Рован остался возле чугунной ограды. Прохожих на тихой улице было немного, но он не хотел, чтобы его видели и потому спрятался за стволом старого дуба. Если же кто-то его и заметит, по черной одежде и оружию примет за обыкновенного телохранителя.
Аэлина собиралась пойти сюда одна. Но утром, проснувшись… словом, ей понадобилось, чтобы Рован был рядом.
Свежая трава приглушала ее шаги между белыми надгробными плитами. Сверху на них лился яркий свет утреннего солнца.
Камни Аэлина собирала на ходу, отбрасывая бесформенные и острые и оставляя те, где сверкали вкрапления кварца и других разноцветных минералов, названий которых она не знала. Последний ряд могил почти подступал к большой мутной реке, лениво катившей свои воды. Где-то здесь была и могила Саэма. К этому времени Аэлина набрала целую горсть камней.

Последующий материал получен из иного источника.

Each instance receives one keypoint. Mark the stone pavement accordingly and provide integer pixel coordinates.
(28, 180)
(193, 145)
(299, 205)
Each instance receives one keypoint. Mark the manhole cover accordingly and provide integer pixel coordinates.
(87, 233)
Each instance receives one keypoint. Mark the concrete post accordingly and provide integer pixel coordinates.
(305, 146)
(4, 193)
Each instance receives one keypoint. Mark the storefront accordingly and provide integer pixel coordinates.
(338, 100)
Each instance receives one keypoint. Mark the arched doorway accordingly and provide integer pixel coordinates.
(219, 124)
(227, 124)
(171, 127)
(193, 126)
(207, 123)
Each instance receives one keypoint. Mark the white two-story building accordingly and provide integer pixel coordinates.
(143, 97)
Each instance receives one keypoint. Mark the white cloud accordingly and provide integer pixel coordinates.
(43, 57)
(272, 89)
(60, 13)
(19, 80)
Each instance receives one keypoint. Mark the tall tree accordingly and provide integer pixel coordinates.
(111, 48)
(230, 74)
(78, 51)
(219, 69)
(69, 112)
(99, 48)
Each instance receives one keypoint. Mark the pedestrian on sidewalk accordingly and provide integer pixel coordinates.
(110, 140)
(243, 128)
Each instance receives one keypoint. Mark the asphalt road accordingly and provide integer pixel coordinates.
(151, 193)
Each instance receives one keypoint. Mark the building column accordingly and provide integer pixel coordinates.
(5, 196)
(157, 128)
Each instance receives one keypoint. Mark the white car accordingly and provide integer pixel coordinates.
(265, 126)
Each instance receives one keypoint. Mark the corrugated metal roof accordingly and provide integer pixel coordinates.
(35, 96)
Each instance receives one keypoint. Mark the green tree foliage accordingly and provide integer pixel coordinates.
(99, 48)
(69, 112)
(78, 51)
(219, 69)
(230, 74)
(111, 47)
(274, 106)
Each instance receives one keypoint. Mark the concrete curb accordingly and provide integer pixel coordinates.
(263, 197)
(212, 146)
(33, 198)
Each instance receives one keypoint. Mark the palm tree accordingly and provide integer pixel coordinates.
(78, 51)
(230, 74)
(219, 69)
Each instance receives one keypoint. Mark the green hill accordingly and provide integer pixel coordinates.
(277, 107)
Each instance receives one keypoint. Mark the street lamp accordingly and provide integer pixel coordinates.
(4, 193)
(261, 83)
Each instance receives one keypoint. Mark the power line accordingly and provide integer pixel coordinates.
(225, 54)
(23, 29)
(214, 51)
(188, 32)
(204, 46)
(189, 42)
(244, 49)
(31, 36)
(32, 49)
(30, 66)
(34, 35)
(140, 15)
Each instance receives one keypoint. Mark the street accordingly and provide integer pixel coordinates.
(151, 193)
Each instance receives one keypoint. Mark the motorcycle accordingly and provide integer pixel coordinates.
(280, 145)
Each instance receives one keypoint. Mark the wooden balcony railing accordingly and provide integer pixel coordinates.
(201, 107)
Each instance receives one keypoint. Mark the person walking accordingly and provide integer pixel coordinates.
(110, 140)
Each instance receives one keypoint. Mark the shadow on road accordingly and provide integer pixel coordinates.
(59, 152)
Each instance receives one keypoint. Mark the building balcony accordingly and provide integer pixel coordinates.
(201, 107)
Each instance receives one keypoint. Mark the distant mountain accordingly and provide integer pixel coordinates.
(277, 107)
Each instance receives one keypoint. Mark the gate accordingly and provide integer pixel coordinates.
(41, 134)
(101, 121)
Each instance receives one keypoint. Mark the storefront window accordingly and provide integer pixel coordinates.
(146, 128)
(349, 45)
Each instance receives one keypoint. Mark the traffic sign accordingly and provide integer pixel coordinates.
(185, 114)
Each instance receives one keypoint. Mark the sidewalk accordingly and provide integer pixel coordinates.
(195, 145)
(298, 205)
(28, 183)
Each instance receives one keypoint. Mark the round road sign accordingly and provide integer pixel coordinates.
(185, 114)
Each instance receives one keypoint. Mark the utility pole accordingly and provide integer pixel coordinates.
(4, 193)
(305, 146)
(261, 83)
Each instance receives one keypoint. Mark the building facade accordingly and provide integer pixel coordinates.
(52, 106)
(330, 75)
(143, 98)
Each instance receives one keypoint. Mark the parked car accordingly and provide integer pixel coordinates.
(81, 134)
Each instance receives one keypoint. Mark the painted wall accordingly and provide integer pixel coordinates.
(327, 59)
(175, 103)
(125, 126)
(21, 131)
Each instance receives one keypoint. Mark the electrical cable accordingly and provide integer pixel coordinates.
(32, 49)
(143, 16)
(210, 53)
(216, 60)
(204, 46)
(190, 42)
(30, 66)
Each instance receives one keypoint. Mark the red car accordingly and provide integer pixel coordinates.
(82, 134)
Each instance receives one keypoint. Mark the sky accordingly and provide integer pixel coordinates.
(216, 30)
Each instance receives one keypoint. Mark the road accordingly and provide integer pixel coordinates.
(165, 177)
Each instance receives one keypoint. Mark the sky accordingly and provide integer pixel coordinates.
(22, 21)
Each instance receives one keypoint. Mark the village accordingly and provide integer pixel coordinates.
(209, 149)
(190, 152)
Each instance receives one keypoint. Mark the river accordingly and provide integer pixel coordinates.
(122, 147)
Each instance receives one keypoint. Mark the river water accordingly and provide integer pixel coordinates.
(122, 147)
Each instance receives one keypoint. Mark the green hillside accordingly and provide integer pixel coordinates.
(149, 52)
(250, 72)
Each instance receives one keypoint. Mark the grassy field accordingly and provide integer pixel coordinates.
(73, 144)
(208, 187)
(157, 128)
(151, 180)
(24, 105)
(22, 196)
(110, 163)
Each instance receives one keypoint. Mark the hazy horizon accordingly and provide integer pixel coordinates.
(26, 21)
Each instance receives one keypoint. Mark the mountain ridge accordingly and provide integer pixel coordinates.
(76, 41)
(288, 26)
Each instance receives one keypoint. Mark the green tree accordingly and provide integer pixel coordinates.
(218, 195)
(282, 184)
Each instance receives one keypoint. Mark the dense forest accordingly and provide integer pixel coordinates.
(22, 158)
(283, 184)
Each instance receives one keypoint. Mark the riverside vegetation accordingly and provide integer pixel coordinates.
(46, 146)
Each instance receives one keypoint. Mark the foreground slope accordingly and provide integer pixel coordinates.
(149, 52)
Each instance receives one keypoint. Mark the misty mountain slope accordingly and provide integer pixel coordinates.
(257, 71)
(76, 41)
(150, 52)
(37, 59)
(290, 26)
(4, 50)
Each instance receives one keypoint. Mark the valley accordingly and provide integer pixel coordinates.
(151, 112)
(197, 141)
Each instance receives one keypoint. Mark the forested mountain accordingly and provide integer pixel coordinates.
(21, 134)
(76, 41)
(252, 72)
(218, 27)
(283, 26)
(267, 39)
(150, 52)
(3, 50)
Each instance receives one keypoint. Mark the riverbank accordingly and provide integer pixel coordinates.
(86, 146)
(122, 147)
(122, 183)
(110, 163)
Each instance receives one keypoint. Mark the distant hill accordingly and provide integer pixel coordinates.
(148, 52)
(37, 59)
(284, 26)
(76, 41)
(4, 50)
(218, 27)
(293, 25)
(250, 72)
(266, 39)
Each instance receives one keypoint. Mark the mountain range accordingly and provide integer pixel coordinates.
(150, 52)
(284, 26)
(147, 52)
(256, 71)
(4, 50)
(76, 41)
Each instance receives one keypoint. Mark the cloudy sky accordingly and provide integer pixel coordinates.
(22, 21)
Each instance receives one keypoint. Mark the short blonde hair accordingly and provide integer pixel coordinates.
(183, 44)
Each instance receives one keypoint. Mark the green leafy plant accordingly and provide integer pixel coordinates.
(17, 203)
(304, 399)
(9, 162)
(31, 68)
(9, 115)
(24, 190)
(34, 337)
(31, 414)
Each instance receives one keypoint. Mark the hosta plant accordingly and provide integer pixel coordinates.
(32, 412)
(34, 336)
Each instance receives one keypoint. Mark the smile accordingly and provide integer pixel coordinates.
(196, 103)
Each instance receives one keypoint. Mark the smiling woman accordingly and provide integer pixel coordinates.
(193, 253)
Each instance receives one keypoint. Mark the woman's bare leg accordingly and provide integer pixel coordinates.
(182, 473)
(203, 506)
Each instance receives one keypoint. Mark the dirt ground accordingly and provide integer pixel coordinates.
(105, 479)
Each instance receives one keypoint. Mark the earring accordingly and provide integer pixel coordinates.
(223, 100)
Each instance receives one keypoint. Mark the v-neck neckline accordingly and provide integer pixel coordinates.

Его могила была простой, чистенькой. На скромном камне было написано четыре слова:
Аробинн оставил надгробье безымянным. Но Сэльв в своем письме рассказал, как нанял резчика и попросил сделать надпись. Аэлина подошла к могиле, снова и снова читая эти строки.
Его любила не только она, но и многие другие.
Саэм. Ее Саэм.
На мгновение перед ней мелькнуло его лицо. Аэлина увидела черты Саэма на полоске зеленой травы, на белом камне. Улыбающееся, любящее лицо. Из принесенных камешков Аэлина выбрала три самых красивых и положила на изогнутый верхний торец надгробья. Неполный год, что они были вместе, и два года, прошедшие с тех пор, как его не стало.
Потом она села возле камня, подобрав ноги под себя и прислонившись лицом к гладкой прохладной поверхности.
– Здравствуй, Саэм, – сказала Аэлина, и речной ветер унес ее слова.
Она умолкла, радуясь тому, что находится рядом с Саэмом. Пусть в таком обличье. Солнце пекло ей голову. Даже здесь Мэла напоминала о себе.